Update - Tuesday, Sept. 15, 6 PM
Fred's remnants are showing signs of life again in the central Atlantic Ocean. Wind shear has slackened somewhat and convection is consistently re-firing and progressively becoming better organized near the center. The NHC has reinstated track and model guidance on Fred and an upgrade from the current "low" chance of development is likely later this evening. Whether the system redevelops soon or not, it should continue to head generally west to west-northwestward over the course of the coming days.

Elsewhere, two other areas are being watched: a non-tropical area of low pressure on the tail end of a cold front northeast of the Bahamas and a tropical wave located just west of the Cape Verde Islands.

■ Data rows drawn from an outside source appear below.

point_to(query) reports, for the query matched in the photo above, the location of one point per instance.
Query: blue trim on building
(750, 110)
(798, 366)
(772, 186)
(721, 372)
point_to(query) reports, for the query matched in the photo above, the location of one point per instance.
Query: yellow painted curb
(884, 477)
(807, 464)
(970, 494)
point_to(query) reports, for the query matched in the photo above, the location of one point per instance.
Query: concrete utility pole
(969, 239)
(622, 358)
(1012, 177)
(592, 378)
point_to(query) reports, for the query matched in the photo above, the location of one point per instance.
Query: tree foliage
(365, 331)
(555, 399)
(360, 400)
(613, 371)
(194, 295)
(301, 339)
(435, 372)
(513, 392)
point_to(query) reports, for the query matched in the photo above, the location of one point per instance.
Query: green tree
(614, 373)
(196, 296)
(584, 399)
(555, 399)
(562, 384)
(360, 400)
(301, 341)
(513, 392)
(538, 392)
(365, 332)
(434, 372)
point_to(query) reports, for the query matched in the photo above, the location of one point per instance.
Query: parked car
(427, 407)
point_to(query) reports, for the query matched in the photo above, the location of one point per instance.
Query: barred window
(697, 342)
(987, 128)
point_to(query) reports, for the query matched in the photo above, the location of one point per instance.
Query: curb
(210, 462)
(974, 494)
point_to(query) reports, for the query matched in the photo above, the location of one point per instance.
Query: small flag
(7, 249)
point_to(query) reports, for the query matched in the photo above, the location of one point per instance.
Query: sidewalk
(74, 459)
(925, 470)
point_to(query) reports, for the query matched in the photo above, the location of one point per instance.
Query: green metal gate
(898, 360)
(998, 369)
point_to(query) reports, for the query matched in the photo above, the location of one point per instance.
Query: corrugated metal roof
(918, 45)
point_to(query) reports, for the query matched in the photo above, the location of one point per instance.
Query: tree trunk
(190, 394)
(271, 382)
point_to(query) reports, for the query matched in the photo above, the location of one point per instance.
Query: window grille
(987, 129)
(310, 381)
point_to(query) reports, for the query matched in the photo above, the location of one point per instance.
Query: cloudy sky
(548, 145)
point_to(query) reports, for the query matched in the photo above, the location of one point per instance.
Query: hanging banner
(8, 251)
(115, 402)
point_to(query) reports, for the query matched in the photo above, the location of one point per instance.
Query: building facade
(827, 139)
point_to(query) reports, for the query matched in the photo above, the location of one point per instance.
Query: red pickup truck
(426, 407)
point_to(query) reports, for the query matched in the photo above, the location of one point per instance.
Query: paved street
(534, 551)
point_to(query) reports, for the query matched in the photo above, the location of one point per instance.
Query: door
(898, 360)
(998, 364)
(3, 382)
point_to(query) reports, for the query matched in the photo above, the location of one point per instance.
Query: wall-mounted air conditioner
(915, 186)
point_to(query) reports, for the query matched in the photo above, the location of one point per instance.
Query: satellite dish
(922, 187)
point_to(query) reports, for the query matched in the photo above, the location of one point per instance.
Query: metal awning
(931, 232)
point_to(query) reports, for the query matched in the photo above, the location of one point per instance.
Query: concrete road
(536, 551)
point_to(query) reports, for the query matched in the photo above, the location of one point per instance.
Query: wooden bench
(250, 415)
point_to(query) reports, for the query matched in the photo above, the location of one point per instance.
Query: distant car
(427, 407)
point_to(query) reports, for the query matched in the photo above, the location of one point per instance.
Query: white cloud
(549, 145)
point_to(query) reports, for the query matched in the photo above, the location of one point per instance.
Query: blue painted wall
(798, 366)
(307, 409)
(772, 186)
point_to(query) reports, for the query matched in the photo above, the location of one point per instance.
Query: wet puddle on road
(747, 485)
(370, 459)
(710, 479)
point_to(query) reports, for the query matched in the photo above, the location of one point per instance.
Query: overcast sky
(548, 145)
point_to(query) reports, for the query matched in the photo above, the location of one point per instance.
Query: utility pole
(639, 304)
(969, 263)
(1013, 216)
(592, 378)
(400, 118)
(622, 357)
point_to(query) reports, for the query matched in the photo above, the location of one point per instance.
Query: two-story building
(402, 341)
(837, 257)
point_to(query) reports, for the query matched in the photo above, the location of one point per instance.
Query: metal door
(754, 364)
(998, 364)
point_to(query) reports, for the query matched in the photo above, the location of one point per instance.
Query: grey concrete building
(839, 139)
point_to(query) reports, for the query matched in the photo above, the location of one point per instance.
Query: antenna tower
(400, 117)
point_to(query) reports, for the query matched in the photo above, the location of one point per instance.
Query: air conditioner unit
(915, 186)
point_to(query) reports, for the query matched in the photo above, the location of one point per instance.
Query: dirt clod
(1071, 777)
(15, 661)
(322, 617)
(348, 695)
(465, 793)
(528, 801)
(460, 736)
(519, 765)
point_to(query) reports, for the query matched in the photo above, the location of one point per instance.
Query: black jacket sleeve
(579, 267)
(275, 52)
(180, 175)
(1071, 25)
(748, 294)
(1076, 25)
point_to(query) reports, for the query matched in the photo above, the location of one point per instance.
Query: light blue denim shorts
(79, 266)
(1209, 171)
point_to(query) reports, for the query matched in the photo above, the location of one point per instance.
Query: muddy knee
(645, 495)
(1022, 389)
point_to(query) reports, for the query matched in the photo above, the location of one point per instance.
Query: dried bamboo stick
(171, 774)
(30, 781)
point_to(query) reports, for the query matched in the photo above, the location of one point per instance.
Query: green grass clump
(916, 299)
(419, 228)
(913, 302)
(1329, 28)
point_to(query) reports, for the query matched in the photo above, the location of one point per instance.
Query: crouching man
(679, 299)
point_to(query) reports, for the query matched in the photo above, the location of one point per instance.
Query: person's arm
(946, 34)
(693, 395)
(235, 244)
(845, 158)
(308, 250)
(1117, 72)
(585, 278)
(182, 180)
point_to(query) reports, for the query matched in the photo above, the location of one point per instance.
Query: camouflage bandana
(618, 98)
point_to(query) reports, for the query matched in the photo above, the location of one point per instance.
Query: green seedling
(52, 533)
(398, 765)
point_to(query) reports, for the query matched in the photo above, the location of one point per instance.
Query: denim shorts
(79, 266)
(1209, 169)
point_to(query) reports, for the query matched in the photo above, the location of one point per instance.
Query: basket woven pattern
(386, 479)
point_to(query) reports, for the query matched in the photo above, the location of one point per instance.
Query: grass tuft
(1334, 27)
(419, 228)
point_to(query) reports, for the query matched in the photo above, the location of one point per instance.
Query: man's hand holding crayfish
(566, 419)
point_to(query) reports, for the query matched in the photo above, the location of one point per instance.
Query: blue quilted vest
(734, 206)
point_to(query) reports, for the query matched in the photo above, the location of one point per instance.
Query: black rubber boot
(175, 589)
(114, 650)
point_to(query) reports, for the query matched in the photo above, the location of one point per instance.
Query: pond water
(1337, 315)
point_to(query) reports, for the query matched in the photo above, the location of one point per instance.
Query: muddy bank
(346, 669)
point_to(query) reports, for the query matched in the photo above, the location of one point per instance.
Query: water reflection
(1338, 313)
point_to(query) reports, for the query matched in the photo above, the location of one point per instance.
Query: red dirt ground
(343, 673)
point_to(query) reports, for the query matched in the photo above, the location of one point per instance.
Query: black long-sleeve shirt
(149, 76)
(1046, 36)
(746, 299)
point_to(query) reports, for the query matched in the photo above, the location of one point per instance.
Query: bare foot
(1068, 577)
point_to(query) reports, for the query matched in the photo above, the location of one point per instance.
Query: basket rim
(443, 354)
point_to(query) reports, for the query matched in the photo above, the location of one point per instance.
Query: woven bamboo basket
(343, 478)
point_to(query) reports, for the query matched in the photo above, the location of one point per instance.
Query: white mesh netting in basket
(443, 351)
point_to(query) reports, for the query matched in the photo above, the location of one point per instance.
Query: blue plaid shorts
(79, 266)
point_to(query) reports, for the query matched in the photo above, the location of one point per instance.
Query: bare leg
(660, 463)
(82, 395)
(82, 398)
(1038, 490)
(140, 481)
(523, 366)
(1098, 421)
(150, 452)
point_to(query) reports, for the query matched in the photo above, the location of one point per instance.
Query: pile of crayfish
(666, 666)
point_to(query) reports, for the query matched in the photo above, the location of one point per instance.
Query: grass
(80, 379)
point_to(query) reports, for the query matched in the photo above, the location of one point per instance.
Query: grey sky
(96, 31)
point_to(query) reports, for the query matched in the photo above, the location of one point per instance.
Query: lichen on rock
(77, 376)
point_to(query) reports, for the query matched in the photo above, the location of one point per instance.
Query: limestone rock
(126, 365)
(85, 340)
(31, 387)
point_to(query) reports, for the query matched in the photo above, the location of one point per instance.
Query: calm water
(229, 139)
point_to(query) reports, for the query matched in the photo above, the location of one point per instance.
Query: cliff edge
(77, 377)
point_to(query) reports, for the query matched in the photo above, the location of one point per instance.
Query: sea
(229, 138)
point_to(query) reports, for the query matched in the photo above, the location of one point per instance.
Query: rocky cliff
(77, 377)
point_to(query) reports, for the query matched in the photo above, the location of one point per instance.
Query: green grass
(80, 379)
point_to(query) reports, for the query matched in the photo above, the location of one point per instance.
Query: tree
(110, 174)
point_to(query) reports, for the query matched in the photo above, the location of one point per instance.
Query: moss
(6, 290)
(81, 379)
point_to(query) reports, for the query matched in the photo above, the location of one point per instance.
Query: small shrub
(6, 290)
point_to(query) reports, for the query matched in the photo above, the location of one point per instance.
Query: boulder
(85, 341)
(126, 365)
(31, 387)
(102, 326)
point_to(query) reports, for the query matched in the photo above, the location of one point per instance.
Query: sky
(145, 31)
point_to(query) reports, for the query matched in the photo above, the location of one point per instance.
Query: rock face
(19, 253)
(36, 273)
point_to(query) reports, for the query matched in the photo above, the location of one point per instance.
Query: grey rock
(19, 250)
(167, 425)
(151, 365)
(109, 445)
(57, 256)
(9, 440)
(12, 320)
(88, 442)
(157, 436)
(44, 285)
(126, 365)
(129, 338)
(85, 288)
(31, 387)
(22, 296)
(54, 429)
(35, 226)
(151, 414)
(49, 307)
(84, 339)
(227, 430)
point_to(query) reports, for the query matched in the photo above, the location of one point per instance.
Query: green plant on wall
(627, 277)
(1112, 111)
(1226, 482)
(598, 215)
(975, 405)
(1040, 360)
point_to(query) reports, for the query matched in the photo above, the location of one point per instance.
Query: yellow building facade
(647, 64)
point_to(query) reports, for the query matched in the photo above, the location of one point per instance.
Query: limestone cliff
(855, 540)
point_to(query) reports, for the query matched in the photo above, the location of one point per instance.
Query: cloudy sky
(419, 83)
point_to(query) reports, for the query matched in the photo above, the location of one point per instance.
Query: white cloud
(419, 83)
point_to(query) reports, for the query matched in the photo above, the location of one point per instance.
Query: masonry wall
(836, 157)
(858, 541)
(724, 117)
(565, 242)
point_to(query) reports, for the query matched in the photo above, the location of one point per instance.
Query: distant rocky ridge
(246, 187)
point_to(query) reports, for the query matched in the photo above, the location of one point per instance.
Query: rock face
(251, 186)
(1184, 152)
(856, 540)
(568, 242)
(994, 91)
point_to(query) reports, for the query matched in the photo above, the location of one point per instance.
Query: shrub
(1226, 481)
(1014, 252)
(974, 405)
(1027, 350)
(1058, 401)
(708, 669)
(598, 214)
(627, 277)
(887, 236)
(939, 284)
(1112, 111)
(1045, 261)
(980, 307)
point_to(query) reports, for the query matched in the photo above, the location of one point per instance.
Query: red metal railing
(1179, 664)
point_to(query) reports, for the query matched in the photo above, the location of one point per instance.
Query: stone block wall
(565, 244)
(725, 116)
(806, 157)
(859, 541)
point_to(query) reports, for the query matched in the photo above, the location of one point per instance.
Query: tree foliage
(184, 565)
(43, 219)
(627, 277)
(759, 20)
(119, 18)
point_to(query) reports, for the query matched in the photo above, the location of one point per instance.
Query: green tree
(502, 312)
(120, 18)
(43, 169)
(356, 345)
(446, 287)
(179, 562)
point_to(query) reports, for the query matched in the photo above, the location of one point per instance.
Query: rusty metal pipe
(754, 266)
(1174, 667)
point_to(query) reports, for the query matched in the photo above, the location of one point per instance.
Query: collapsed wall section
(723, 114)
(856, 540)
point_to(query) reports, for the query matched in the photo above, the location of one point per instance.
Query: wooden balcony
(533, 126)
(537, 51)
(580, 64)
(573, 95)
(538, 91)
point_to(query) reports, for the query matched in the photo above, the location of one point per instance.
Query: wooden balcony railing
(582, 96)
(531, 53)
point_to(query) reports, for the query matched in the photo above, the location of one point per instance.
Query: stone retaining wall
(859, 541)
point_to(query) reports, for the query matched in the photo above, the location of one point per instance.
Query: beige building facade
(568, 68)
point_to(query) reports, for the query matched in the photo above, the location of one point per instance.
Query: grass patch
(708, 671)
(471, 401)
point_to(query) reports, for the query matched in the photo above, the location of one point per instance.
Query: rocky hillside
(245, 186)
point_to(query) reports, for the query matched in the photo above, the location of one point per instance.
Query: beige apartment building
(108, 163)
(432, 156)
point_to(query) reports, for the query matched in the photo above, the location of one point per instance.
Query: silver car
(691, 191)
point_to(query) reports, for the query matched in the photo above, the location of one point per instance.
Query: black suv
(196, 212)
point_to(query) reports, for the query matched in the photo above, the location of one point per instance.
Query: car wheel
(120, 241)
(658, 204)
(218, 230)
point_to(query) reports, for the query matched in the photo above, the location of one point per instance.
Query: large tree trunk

Both have been given low chances of development by the NHC and, unlike Fred's remnants, no upgrade of those probabilities seem to be imminent.

Update - Saturday Sept 12, 7PM
Fred has been downgraded to a stationary remnant low near 18N 34W at 12/21Z with winds of 30 knots - no convection so no Depression - a victim of strong south southwesterly windshear. Eventually whatever is left of Fred should move to the west northwest as the Atlantic ridge rebuilds. Another active wave south of the Cape Verde Islands is slowly organizing.

An upper level trough and a weak stationary front have combined to generate large areas of convection along the northern Gulf coast. Although rain is likely, tropical development chances are rather slim, however extratropical development is likely off the north Florida east coast.

Original Post
Hurricane Fred is holding on, after becoming a major hurricane in the far east Atlantic earlier in the week. It was the furthest east recorded that a major formed. It is expected to encounter the shear that has been a hallmark of this year's season in a few days which should basically take it apart. The remnants will likely drift west, and interestingly most models keep it going due west, very weak, however. Ex-Fred, at that time, may have to be watched.

The area in the western Gulf is not likely to develop, but if it does it would likely be a hybrid storm. It will cause much rain for the area. The system in the northeast will cause a lot of rain and general ugliness along the coast there, but it too is likely not to develop because of the hostile conditions.